Bijna iedereen heeft een vrij goed idee van hoe Tyrannosaurus rex eruit zag. Het massieve hoofd, de magere armen en de vogelachtige houding zijn allemaal iconische delen van de beroemdste dinosaurus uit de prehistorie, maar zijn staart zou waarschijnlijk als een bijzaak worden aangepakt.

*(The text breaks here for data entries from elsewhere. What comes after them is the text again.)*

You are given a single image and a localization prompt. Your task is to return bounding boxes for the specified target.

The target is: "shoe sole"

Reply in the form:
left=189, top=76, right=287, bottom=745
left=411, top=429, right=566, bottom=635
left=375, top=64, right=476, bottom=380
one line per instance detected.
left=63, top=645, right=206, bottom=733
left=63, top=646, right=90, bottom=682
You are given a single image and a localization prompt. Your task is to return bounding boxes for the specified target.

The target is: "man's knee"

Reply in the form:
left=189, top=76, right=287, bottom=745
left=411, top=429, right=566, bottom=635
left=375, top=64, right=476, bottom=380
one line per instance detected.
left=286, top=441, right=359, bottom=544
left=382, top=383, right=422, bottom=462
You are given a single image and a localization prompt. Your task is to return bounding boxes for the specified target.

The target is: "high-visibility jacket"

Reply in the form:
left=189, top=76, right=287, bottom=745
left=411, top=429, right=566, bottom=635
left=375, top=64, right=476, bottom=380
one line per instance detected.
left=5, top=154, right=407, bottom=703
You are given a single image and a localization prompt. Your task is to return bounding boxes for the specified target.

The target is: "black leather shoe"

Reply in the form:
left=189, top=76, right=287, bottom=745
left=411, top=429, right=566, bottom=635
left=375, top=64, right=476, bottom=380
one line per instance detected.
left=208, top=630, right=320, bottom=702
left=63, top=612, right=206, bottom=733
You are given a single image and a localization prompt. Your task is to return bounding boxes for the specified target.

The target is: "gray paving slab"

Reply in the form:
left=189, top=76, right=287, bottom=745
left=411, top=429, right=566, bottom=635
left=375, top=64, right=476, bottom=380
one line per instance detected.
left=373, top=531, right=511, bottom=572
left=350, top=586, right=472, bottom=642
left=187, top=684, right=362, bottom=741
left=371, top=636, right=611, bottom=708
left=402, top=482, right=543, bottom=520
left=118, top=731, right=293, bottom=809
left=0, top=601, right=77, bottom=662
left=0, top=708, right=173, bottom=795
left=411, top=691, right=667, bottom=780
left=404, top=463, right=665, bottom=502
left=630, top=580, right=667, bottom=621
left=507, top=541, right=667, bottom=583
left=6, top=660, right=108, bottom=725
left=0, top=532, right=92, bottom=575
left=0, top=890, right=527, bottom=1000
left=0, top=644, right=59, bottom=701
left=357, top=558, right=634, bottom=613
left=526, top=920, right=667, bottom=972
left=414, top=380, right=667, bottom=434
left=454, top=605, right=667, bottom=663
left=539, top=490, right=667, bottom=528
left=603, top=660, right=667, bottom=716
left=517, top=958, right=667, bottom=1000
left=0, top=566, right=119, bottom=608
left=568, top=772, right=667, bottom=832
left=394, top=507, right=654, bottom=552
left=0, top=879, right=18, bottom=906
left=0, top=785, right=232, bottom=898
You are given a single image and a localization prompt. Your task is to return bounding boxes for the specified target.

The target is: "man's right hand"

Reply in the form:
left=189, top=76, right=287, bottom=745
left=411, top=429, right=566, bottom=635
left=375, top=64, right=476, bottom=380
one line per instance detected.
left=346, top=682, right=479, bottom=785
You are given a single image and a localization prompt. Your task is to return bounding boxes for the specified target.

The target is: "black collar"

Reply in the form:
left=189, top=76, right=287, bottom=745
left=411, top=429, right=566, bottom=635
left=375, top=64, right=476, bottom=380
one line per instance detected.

Je kunt geen goede Tyrannosaurus hebben zonder een staart, maar onze focus ligt traditioneel op het zakelijke einde van het dier. In een nieuw Anatomical Record- artikel hebben wetenschappers W. Scott Persons IV en Philip Currie echter opnieuw gekeken naar het staartgedeelte van dit dier en vonden het een beetje meer vlezig dan eerder werd gedacht.
Behalve in gevallen van echt uitzonderlijk, driedimensionaal behoud, kunnen we meestal niet direct de spieren van dinosaurussen bestuderen. Vaker moeten wetenschappers vertrouwen op spierlittekens die zichtbaar zijn op botten en op het spierstelsel van bestaande dieren om details van zachte anatomie te reconstrueren. Dit is niet zo eenvoudig als het klinkt.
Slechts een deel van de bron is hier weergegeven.